You could expand this to send fingerprints on every click, scroll, or form submit if you're feeling fancy. Right now, we’re just capturing the browser fingerprint and user agent. If you start adding resolution, timezone, device memory, etc., you'll get better accuracy—especially if you later combine this with some ML to group behavior.

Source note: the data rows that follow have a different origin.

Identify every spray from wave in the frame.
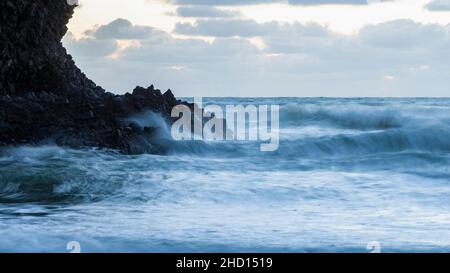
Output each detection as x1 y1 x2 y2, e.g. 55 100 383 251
120 100 450 158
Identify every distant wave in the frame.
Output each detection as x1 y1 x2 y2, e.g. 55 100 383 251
155 126 450 160
276 126 450 158
281 103 406 130
278 102 450 156
145 102 450 157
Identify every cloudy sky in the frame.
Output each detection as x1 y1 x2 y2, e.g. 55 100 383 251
65 0 450 97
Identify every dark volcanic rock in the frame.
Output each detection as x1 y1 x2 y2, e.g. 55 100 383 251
0 0 101 96
0 0 181 154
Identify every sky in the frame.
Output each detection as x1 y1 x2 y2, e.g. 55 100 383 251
64 0 450 97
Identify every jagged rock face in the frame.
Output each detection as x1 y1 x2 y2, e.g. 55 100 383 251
0 0 101 95
0 0 181 154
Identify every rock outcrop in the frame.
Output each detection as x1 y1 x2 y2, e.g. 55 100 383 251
0 0 182 154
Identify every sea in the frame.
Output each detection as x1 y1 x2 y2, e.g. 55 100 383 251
1 97 450 252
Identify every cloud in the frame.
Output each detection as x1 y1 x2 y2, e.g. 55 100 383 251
89 18 163 40
175 19 330 37
159 0 282 5
359 19 448 48
64 32 118 57
425 0 450 11
159 0 391 6
64 18 450 97
64 19 170 59
174 6 241 18
288 0 390 5
175 19 269 37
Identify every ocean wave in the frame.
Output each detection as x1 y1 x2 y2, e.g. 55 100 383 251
157 125 450 159
2 100 450 205
0 146 124 204
281 103 407 130
117 102 450 157
275 126 450 158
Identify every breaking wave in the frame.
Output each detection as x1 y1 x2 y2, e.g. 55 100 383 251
0 147 124 204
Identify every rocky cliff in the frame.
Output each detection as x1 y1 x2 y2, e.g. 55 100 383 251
0 0 181 154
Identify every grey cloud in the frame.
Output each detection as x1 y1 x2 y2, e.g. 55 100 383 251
64 19 170 58
175 19 270 37
175 19 330 37
91 18 164 40
359 19 448 48
162 0 281 6
425 0 450 11
289 0 383 5
175 6 241 17
160 0 391 6
64 32 118 57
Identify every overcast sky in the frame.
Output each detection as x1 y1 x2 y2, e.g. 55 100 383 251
65 0 450 97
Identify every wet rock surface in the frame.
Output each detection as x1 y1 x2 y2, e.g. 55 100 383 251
0 0 182 154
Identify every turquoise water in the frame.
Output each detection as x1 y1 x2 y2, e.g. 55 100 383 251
1 98 450 252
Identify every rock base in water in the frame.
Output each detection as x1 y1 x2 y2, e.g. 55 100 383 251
0 85 181 154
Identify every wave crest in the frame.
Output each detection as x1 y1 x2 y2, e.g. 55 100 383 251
281 104 406 130
0 147 124 204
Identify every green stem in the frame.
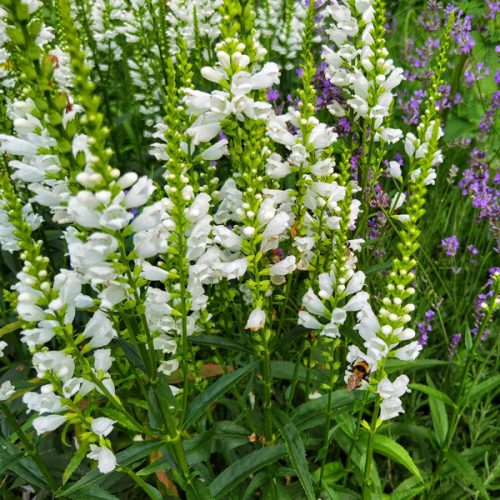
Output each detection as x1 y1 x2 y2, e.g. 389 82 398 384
342 391 370 487
286 339 307 410
261 336 274 443
318 339 340 485
362 397 380 499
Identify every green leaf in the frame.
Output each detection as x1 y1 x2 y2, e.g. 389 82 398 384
0 437 47 488
188 335 253 354
464 326 473 351
69 485 119 500
273 409 316 500
61 441 162 496
183 361 258 429
242 471 268 500
271 360 324 383
0 449 24 476
214 421 250 453
63 442 90 485
468 374 500 402
208 443 287 498
426 374 448 446
113 338 146 373
101 407 143 433
388 486 425 500
385 359 448 374
409 383 456 408
136 448 174 476
373 434 422 481
445 450 488 498
186 479 215 500
0 321 21 337
291 391 357 432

🗃️ Server Side (Google Sheets)

Google Sheets — the poor man’s database that actually works. Here’s how to catch that fingerprint data and dump it into a spreadsheet using Google Apps Script:

var ssID = 'CHANGE_ME';
var sheetLog = 'Log';

function doGet(e) {
  try {
    // Append the data to the spreadsheet
    SpreadsheetApp.openById(ssID).getSheetByName(sheetLog).appendRow([new Date(), e.parameter.id, e.parameter.userAgent]);
    // Return a simple response
    return ContentService.createTextOutput("Success");
  } catch (err) {
    // Log error details to the spreadsheet
    SpreadsheetApp.openById(ssID).getSheetByName(sheetLog).appendRow([new Date(), err.stack || 'No stack', err.message || 'No message']);
    // Return an error response
    return ContentService.createTextOutput("Error");
  }
}

When a browser visits your site, you’ll log the timestamp, fingerprint ID, and user agent. If something goes wrong, the error gets logged too. Good enough for debugging.

📈 Basic Analysis

Later we can analyze logs on all different way, one simple analysis can be number of visits per month.
For that we create another sheet and use following formula to map timestamps from Log sheet into here with only month and year.

=IF(Log!A1<>"";TEXT(Log!A1; "MM/YYYY"))

Visits per month

🤔 Final Thoughts

This isn’t foolproof tracking. If someone switches browsers, disables JavaScript, or uses a hardened privacy setup (Brave), they’ll slip through. But for casual, low-friction tracking, it’s surprisingly effective—and you can set it up in under an hour without deploying a single server.